The Development of Geo-Names Extraction from Twitter Texts Data by Conditional Random Fields
Main Article Content
Abstract
Navigation systems and online maps, Mobile application, and other platforms, are becoming increasingly important due to increasing users and providers. Place names or geonames (geographic names) are essential sources of information that users tend to use as keywords in their searches. Including storing these data in different categories. This research aims to create a model capable of extracting geonames and automatically categorizing them from the social media source of Twitter, one of the popular platforms in Thailand. It is a fast and always up-to-date information source, providing the opportunity to discover new geographic locations and helpful in gathering geospatial information without needing a field survey.
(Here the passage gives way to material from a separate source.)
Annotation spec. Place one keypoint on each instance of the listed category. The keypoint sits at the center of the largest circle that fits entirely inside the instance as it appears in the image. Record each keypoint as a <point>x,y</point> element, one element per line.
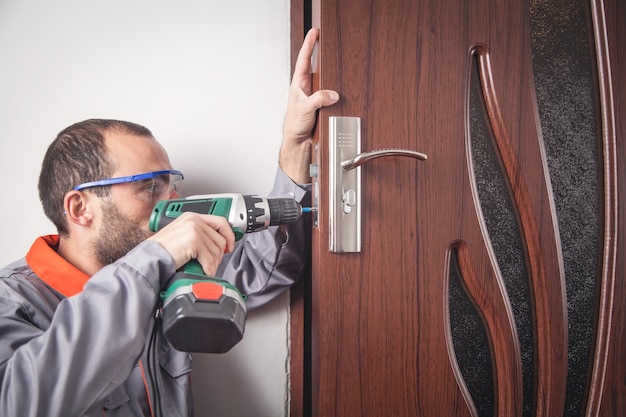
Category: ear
<point>79,208</point>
Named-entity recognition standard tool cannot be used directly because of the classification of name entities that are not categorized by geographic names. As for the model, the conditional random field algorithm is applied to linguistic features such as place prepositions (near, far, next, next to, etc.) and prefixes, for instance, school, market, temples, villages, etc. This study, the Corpus was created from 28,082 Twitter messages, representing 80 percent of the 22,445 training set and 20 percent of the test set of 5,617 messages. According to the algorithm used to word tokenize, the experiment was designed into two main groups. The study result of the model with the highest overall accuracy (F1) was 0.946, which provided sufficient overall accuracy for relevant applications both on the web browser.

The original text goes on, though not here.